From 1908-1918 Gibbons was a correspondent for The New York Herald, filing dispatches from the Ottoman Empire, Egypt, the Balkans, and France. In 1909, as a missionary for the American Board of Foreign Missions, Gibbons and his wife, Helen Davenport Gibbons, whom he had married the year before, witnessed the massacre of Armenians at Adana and Tarsus. While working on his doctoral dissertation, from 1910 to 1913 Gibbons served as professor of History and Political Economy at Robert College (now Boğaziçi University) in Constantinople.

In 1916 Gibbons published The Foundation of the Ottoman Empire, which was followed by The Blackest Page of Modern History: Events in Armenia in 1915, where he described the massacres and deportations of the genocide.

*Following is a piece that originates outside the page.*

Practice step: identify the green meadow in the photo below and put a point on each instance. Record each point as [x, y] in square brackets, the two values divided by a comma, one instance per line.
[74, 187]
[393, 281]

He stated in his foreword:

“It is because the Armenian massacres in Turkey are clearly established, because responsibilities can be definitely fixed, and because an appeal to humanity can be made on behalf of the remnant of the Armenian race in the Ottoman Empire without the slightest suspicion of political interest, that I feel it advisable and imperative at this moment to call attention to what is undoubtedly the blackest page in modern history, to set forth the facts, and to point out the responsibilities.”

The following year, his wife Helen published The Red Rugs of Tarsus: A Woman’s Record of the Armenian Massacre of 1909, writing in her preface that the genocide had brought back again her memories from 1909 during “that night in Tarsus, when we—seven defenseless women, our one foreign man a brave young Swiss teacher of French, and 4,800 Armenians waited our turn at the hands of the Kurds.”

In 1917-1918 Gibbons served with the American Expeditionary Forces in France and wrote the book Songs from the Trenches: The Soul of the A.E.F. (1918). He was staff correspondent for Century Magazine between 1918 and 1921, and for the next decade he was correspondent for various American publications, including the Christian Science Monitor, sending dispatches from Europe, Asia, and Africa. He reported on the Greek massacres by the Kemalists in Asia Minor in a series of articles for the monitor between May and July 1922.

Shortly after World War I, Gibbons became a professor in the History Department at his alma mater, Princeton, and was also Honorary Associate Professor at the Army War College (Washington, D.C.), where he also gave an annual series of lectures during the 1920s. He authored about 30 books about international politics and European colonialism, especially referring to the shifting borders of his time. In 1930 The New York Times named him as its special correspondent in China and Manchuria, The next year, as part of a world tour, Gibbons was the first person to cross Africa by rail from the Indian Ocean to the Atlantic. He made the complete trip (3,500 miles) in nine days.

He died on August 7, 1934, in Grundslee, Austria, at the age of 54. His wife Helen passed away in 1960.